Merry Hill, Bertie County, N.Ca., June 7, 1851. Letterhead paper is blue with engraving of Merino sheep at top of first page. From J.M Page, to an unnamed friend.
Most of the letter regards farming methods. Merry Hill acquired these Merinos (pictured on the letterhead), which won silver at a New York agricultural exhibition. He notes that farmers have paid little attention to their livestock, cattle or sheep. He notes:
To give you an idea of the estimate placed upon cattle by farmers & others here, Mr. S. as he informed me a few years ago had his cattle driven up, counted & marked. There mustered some two hundred head. Among them were fifty-two yoke of fine well grown steers. Eighteen months afterward he had his cattle driven up again and of the 52 yoke there could be mustered only three fair and an odd one, and some of these bore the marks of buck shot about their horns and heads.
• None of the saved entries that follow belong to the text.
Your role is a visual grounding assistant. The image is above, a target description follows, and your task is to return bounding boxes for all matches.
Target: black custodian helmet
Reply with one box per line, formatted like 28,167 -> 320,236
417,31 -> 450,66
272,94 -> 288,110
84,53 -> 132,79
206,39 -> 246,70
The miserably idle white population of the “piney woods” had hunted them as they would deer, although they were ranging on his own lands. He goes on to bemoan the fact that farmers keep adhering to old methods, even when it can be demonstrated that newer ones are better. He gives an example of his friend who ...
last season on account of destructive storms he housed but 800 bbls. [of shelled corn] & has been obliged to purchase 300 bbls. more for consumption in his own plantation, besides obtaining 30 or 40 tons of hay from Norfolk & Baltimore, although with comparatively little labor, any quantity of hay might be raised on lands now lying waste which would be better for their stock & enable them to send the most of their corn to market, yet they pay so little attention to this crop because it is not one of the staples & would be an innovation. He gives other examples, such as adherence to older methods of processing herring. He notes that farmers in the area have fishing rights on the sound or tributaries: ...
a neighbor of mine, and caught 400,000 herrings, which he trimmed for the Richmond market, that is, cut off the head and belly leaving only the thick part of the herring to be packed – making 400 bbls., which brought him in that market seven dollars a barrel. The same fish put up gross would fill 800 bbls., and bring in a different market with the same cost of transportation, five dollars a bbl. While the offal obtained from trimming the fish is worth as manure about a shilling a bbl. You can easily estimate the difference in the yield. Yet this advantage of a different method of packing & a different market was not improved because it would have been an innovation of old custom. His final thoughts are for friends and family, some of which had died since he was last able to visit.
This is the breaking – one by one – of those links which bind us to a life in which there are many pleasures & much of enjoyment with little or no lasting happiness whilst it is preparing for us, in the anticipation of a happy meeting in a future life, an attraction which will console us for the loss of what we hold dear in this.
A somewhat depressing ending, but, for the time, a reality. An interesting view of a few agricultural methods in the mid-19th century. Full transcription available.
Condition
Folds as expected. Slight toning at the folds.